Conclusions While we are still far away from fully understanding choice processes and the emergence of preferences, some of the ideas that Reinhard Selten has promoted and – perhaps even more so – some of the research methods that he has introduced have gradually proliferated. Especially in consumer research, the notion that preferences are constructed and not merely discovered is a widely spread paradigm that is mainly based on the observation that many decision are not framing invariant.11 But, significant attempts to compile the boundedly rational phenomena into a model of non-optimizing decision-making have not been made in consumer research either.
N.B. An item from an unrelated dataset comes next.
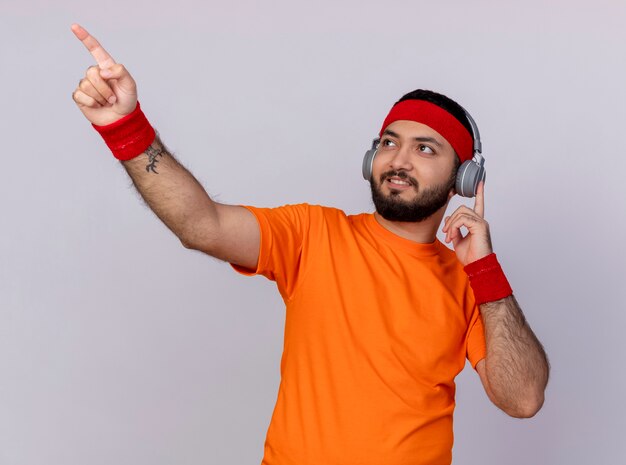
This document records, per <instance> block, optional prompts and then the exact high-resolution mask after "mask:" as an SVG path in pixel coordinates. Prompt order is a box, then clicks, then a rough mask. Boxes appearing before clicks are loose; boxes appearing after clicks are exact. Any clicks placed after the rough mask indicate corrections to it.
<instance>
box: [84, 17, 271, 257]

It seems that Selten’s aspiration adaptation model (Selten 1998a), which is inspired by Simon’s approach (Simon 1957), remains unrivaled as a non-optimizing model of decision-making. The model, however, must first be supplemented to provide a satisfactory representation of the emergence or the construction of preferences. To achieve progress in this area, we have suggested a novel experimental method, the verbal strategy elicitation method (Sadrieh et al. 2010). The method provides information on the process of decision-making and, thus, allows us to enhance the procedural models of risky choice. The new method certainly will need some time before finding a general acceptance in academics. But, it seems worthwhile to go down that dusty road. Paraphrasing one of Reinhard Selten’s favorite lines: You cannot discover new plants without going out to hike. You cannot discover new chemicals without experimenting in the lab. Why should you expect to discover anything about human behavior, while sitting comfortably and reasoning in your armchair?
11
See e.g. Ariely et al. (2006) and the references therein. Amir and Levav (2008) study the stability of preferences that have been constructed in different framing tasks.